Lorsque l’on arrive dans le quartier de la Baixada da Olaria à Resende (RJ, Brésil), il n’y a pas de doute, on sent tout de suite qu’on ne va pas y déambuler seul la nuit. Mecs musclés le torse nu bondés de tatouages, jeunes femmes rendues anorexiques par la drogue, dents pourries par le crack et ventres d’adolescentes gonflées par les grossesses précoces … De quoi faire pâlir à première vue n’importe quelle ménagère avide d’images de délinquance que procurent à volonté les grandes chaînes de télévision.

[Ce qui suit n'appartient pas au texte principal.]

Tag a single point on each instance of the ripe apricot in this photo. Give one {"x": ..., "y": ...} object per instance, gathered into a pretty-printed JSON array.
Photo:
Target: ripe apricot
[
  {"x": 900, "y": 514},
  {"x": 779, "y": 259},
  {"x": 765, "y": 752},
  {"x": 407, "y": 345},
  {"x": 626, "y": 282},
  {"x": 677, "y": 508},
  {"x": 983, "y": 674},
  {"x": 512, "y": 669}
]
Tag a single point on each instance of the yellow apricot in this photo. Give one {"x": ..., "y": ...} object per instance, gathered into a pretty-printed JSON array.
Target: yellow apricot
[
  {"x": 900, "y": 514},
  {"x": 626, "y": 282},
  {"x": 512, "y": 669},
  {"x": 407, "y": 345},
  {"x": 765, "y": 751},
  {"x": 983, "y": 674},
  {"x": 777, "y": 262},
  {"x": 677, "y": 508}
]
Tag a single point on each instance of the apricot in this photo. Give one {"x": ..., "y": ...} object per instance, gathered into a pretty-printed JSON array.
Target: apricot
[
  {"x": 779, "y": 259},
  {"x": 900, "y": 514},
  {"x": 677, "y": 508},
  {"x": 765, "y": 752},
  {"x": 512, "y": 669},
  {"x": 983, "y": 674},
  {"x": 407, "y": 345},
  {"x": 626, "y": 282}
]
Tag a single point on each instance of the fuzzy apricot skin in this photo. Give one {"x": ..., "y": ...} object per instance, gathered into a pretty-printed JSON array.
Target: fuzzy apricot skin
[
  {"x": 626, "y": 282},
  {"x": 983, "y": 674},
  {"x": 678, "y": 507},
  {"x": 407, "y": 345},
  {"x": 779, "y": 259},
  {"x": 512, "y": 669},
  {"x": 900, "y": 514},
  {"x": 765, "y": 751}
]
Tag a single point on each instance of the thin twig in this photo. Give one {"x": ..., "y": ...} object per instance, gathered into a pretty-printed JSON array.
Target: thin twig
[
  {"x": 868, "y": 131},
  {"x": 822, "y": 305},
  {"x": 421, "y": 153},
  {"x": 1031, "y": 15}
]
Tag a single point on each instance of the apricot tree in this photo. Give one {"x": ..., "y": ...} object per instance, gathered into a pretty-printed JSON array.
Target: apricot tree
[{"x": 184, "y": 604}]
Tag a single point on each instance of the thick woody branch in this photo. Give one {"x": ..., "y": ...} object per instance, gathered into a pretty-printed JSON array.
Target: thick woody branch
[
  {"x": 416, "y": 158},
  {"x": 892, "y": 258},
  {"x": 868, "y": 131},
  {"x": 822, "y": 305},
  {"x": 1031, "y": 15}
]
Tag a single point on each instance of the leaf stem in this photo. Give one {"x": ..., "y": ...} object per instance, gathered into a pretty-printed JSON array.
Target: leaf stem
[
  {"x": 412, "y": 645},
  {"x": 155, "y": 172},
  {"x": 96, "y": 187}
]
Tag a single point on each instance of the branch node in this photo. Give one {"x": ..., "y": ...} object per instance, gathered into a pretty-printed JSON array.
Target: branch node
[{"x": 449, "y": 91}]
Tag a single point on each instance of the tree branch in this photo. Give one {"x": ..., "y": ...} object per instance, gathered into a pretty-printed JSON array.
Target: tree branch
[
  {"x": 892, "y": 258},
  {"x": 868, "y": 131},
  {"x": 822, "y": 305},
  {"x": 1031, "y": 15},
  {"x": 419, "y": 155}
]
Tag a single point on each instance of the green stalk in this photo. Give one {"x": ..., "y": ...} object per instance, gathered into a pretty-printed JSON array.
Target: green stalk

  On commence par vous prévenir gentiment de ne jamais vous aventurer seul dans le quartier, sous aucun prétexte. Puis, on vous raconte que le dernier assassinat, a eu lieu il y a deux semaines, à quelques dizaines de mètres de là où vous dormez. Un jeune de 17 ans, un règlement de comptes dû à la drogue, arme automatique. Un scénario d’une banalité que l’on ne prend pas la peine de vous en raconter les détails. La principale préoccupation ici est désormais d’éviter d’autres représailles car les menaces de mort fusent dans le quartier. Un jeune a d’ailleurs échappé à des tirs à son domicile la nuit dernière. Ceci n’est qu’une bribe de ce que vit le quartier et déjà on peut sentir à quel point le quotidien peut être pesant pour ces familles. J’ai entendu en quelques jours tellement d’histoires de drogues, viols, prostitution, prison, meurtres que j’en ai perdu le compte… Toutes les familles ont connu au moins un de ces fléaux et la plupart les collectionnent. Il est difficile de parler de la réalité de ce quartier sans craindre que l’on vous accuse de vouloir faire du sensationnalisme. J’ai donc choisi de détailler un phénomène étrange qui se développe dans ce quartier et en dit beaucoup sur sa réalité sociale.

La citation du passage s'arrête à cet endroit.